Gary’s father Joe, who came from a farming community in South Carolina, and his mother Marilyn are essential to the success of the farm. Joe is the field manager, roto-tilling the weeds from the fields in spring and fall. Marilyn is Barbara’s “unpaid marketing director. In spring, we load up her car with rack cards, and she hits the road from Port Townsend to Port Angeles, stopping at all of the hotels and bed and breakfasts for us,” said Barbara.

Harvest is always hard work, but a fun event.

“We have a great crew of local high school kids. We harvest completely by hand, in three different drying sessions. We have limited room to hang the lavender to dry - the garage, and the pumphouse – so we harvest before, during and after the festival, depending on the weather and how far along each variety is. It’s the mix of so many varieties that gives us that flexibility,” explained Barbara.
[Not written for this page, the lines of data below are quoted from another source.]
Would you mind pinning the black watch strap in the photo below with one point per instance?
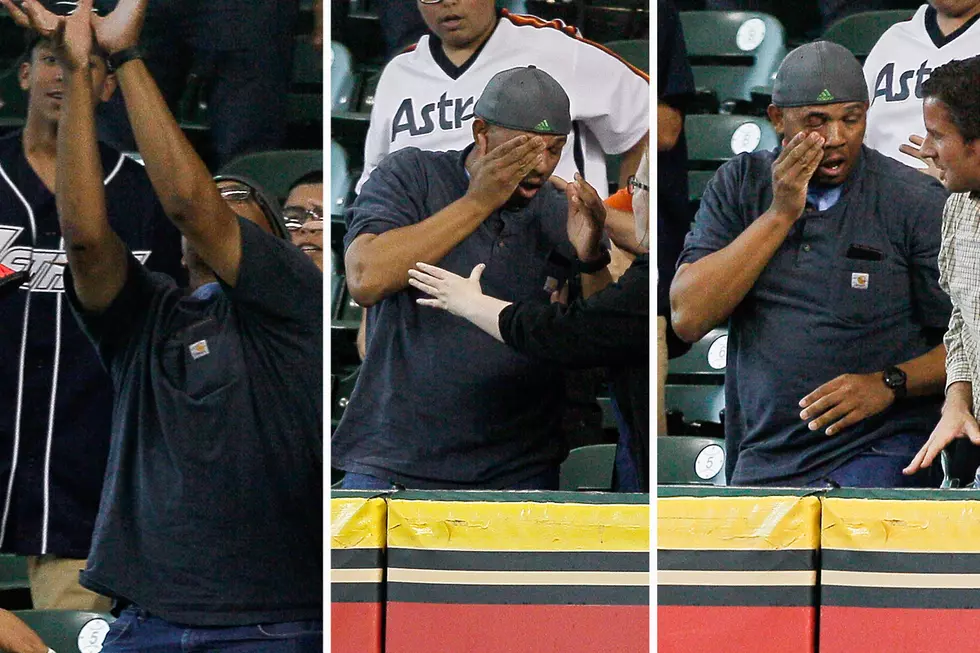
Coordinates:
(592, 267)
(117, 59)
(895, 379)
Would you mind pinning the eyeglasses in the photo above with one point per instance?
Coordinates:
(297, 217)
(235, 192)
(632, 184)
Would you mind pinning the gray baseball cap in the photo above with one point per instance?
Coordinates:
(526, 99)
(819, 73)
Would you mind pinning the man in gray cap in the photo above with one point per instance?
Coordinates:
(438, 403)
(821, 256)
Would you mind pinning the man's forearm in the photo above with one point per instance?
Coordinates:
(704, 293)
(926, 374)
(960, 395)
(177, 173)
(378, 265)
(96, 256)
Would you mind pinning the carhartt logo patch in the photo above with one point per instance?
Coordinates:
(199, 349)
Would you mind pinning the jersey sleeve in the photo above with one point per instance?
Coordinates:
(610, 328)
(392, 198)
(113, 330)
(377, 143)
(277, 281)
(613, 99)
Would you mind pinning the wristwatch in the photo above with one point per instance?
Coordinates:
(117, 59)
(895, 379)
(594, 266)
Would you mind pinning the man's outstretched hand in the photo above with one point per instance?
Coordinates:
(31, 14)
(121, 28)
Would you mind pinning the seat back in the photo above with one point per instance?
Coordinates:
(342, 79)
(68, 631)
(588, 468)
(690, 460)
(276, 170)
(714, 139)
(340, 178)
(733, 51)
(859, 32)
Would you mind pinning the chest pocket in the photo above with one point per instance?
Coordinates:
(864, 292)
(202, 359)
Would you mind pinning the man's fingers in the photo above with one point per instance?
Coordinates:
(972, 431)
(477, 271)
(911, 151)
(424, 287)
(916, 463)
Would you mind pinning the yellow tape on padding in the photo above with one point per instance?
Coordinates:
(901, 525)
(489, 526)
(357, 523)
(742, 523)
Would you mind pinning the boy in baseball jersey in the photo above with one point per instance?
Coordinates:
(425, 97)
(902, 59)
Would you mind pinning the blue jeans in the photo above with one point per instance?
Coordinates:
(881, 466)
(136, 631)
(546, 480)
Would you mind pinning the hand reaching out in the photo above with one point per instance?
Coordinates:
(915, 150)
(449, 291)
(586, 216)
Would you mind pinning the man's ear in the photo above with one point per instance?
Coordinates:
(24, 75)
(776, 118)
(108, 87)
(480, 128)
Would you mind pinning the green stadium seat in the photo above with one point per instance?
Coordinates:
(731, 52)
(13, 572)
(68, 631)
(342, 80)
(713, 139)
(859, 32)
(340, 179)
(276, 170)
(588, 468)
(695, 381)
(689, 460)
(636, 52)
(13, 100)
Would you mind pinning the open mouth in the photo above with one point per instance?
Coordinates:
(528, 190)
(832, 167)
(452, 21)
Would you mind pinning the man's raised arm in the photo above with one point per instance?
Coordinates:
(181, 180)
(96, 255)
(704, 293)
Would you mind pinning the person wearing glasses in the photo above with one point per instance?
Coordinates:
(822, 258)
(303, 213)
(55, 397)
(210, 525)
(608, 327)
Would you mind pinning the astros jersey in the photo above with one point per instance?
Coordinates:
(899, 63)
(425, 101)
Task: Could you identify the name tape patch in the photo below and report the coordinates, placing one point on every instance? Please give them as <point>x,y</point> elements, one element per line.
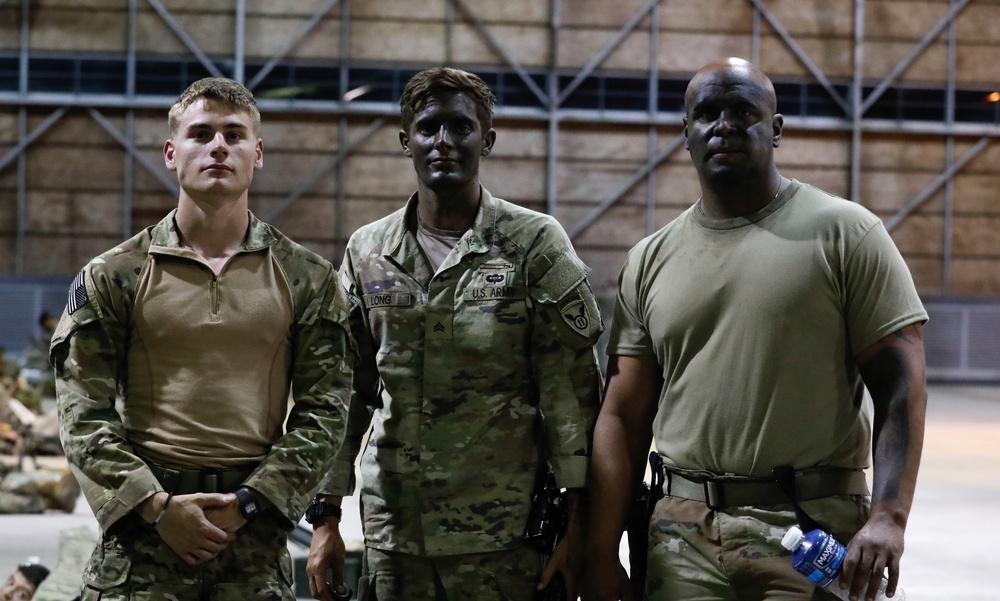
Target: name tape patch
<point>474,293</point>
<point>388,299</point>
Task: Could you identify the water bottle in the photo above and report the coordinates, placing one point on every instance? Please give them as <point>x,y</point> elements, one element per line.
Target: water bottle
<point>818,556</point>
The farm is open from 10-6 daily in June, July and August, set up with tables in the front yard to encourage folks to come, relax, and bring a picnic. As development has increased adjacent to their small farm along Taylor Cut-Off Road, the Hannas planted 120 fast-growing trees, to foster a sense of rural privacy.

“We’re trying to control our little postage stamp of land, to make it as beautiful and as much of a getaway for people as possible,” said Barbara.